Mateo soltó el aire.
Julián no se movió.
—¿De verdad?
—Si lo digo una vez, no suelo repetirlo.
El anciano se acercó a la mesa con pasos pequeños.
Elena sirvió un plato hondo y dejó pan al lado. Julián miró la comida como si estuviera frente a algo que no merecía.
—Coma —ordenó ella con suavidad.
Él tomó la cuchara.
La primera cucharada le hizo cerrar los ojos.
La segunda le hizo temblar la barbilla.
En la tercera, una lágrima cayó sobre el mantel de plástico.
Julián se la secó rápido, avergonzado.
—Perdón.
—No tiene que pedir perdón por comer —respondió Elena.
Nadie habló durante un rato.
Después, ella empezó a hacer preguntas sencillas.

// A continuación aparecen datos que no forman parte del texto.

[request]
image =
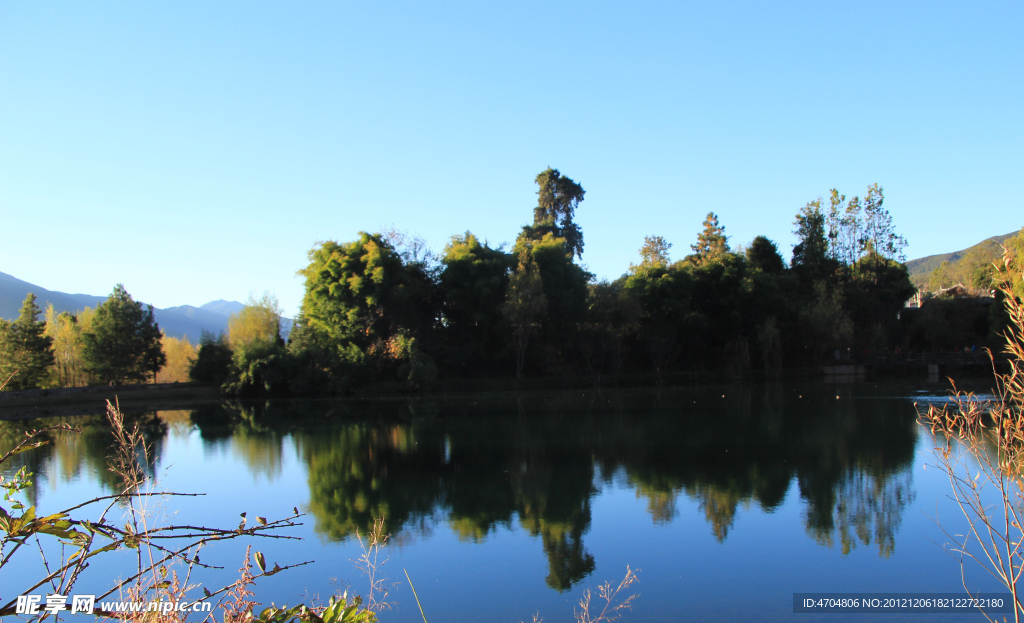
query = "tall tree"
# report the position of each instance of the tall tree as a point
(879, 231)
(558, 198)
(764, 255)
(259, 321)
(524, 304)
(473, 283)
(712, 243)
(364, 302)
(123, 343)
(26, 350)
(810, 254)
(653, 253)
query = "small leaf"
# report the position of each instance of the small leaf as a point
(29, 447)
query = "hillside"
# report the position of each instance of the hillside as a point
(184, 321)
(963, 264)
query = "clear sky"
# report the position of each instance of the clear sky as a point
(196, 151)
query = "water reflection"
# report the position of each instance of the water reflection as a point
(532, 461)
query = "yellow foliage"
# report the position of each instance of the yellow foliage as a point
(180, 355)
(259, 321)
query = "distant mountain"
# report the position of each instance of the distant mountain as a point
(13, 291)
(184, 321)
(981, 254)
(224, 307)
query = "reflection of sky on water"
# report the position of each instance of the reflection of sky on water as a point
(689, 571)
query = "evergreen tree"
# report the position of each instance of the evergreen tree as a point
(26, 350)
(123, 343)
(653, 253)
(712, 243)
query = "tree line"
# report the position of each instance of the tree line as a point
(383, 308)
(117, 342)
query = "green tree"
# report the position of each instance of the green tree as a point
(763, 255)
(653, 253)
(259, 321)
(363, 301)
(66, 331)
(811, 259)
(712, 243)
(212, 361)
(558, 198)
(123, 343)
(473, 283)
(524, 305)
(26, 350)
(879, 234)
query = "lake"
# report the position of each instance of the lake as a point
(728, 499)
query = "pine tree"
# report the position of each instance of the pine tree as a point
(123, 343)
(26, 351)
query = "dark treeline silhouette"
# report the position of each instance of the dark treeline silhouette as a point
(382, 308)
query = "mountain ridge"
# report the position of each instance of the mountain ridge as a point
(180, 322)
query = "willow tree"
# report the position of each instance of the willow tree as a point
(26, 351)
(557, 199)
(712, 243)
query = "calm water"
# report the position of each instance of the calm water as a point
(728, 499)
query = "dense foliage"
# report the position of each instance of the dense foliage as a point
(376, 312)
(383, 309)
(123, 343)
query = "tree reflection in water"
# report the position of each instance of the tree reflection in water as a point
(484, 462)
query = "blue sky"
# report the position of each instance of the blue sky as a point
(196, 151)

¿Recordaba algún apellido?
No.
¿Algún número de teléfono?
No.
¿Una calle?
Solo una puerta blanca y un árbol grande.
¿Había ido a un hospital?
Tal vez.
¿Tenía documentos?
Los había perdido.
Mateo vio cómo la expresión de su madre cambiaba poco a poco. Seguía preocupada, pero ya no estaba molesta.

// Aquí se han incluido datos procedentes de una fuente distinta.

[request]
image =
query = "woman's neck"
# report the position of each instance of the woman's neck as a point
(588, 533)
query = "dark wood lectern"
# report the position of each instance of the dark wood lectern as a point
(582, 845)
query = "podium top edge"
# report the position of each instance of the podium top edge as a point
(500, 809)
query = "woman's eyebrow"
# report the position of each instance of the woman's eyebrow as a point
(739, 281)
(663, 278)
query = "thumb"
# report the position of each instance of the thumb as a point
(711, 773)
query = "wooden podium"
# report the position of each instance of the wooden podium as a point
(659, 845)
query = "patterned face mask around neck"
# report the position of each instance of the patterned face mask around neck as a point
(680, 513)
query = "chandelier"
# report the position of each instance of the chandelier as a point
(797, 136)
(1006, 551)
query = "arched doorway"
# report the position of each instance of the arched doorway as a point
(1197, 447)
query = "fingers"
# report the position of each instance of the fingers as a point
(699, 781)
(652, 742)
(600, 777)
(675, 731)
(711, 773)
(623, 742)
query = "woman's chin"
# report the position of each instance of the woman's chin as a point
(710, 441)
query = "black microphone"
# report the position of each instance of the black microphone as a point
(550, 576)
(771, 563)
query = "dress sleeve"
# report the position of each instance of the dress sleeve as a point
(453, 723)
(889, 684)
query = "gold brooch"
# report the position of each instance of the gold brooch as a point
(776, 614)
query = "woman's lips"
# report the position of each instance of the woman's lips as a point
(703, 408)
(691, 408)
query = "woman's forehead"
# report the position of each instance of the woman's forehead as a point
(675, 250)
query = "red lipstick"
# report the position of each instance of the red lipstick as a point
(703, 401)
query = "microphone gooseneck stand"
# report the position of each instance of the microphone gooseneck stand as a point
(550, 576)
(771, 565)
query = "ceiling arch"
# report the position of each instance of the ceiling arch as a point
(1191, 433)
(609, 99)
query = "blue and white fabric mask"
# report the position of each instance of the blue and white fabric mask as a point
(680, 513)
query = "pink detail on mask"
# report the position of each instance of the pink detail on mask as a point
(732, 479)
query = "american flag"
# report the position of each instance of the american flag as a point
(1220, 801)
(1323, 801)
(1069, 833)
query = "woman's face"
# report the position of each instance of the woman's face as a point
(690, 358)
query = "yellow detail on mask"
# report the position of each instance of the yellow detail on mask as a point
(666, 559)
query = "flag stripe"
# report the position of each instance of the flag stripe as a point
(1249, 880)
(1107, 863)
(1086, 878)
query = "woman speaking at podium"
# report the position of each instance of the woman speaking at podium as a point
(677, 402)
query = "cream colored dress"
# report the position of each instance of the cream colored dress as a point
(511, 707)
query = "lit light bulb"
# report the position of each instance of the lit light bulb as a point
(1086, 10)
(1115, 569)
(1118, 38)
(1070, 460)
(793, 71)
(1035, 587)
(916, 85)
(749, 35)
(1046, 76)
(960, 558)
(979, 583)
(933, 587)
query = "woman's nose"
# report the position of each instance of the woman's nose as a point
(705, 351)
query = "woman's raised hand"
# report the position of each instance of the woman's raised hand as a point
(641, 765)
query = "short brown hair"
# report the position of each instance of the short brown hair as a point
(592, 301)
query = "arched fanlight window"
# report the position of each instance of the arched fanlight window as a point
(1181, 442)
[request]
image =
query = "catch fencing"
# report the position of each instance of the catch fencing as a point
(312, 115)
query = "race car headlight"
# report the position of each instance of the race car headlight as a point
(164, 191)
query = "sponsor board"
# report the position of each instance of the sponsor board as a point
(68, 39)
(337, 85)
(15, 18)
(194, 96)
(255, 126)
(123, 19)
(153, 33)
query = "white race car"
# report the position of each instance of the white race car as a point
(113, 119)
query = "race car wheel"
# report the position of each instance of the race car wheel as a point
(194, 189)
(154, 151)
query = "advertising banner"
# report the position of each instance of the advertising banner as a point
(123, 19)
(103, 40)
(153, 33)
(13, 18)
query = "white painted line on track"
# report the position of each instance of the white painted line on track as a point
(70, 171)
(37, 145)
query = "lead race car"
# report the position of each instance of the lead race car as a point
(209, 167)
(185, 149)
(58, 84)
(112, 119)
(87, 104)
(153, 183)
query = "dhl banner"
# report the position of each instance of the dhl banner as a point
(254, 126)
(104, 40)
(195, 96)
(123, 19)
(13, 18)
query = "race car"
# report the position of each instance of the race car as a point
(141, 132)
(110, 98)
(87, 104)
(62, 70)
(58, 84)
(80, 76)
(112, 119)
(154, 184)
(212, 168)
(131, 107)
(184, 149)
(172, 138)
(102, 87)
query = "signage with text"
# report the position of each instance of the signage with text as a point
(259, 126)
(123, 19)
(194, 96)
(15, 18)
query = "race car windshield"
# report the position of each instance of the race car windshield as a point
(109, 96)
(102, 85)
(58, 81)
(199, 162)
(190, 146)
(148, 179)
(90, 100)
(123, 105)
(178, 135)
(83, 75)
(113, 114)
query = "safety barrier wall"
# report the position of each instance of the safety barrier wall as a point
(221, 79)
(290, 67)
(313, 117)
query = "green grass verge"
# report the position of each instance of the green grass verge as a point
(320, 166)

Cuando Julián terminó, Elena sacó una toalla limpia, una camiseta vieja y un pantalón que había pertenecido al padre de Mateo.
—Puede ducharse —dijo—. El agua caliente tarda, pero sale.
Julián recibió la ropa con las dos manos.
—No sé cómo agradecerle.
—Mañana veremos qué hacemos.
Aquella noche, Mateo durmió en el suelo de su habitación para dejarle el sofá al anciano.
Julián se acostó sin quitarse del todo la bufanda.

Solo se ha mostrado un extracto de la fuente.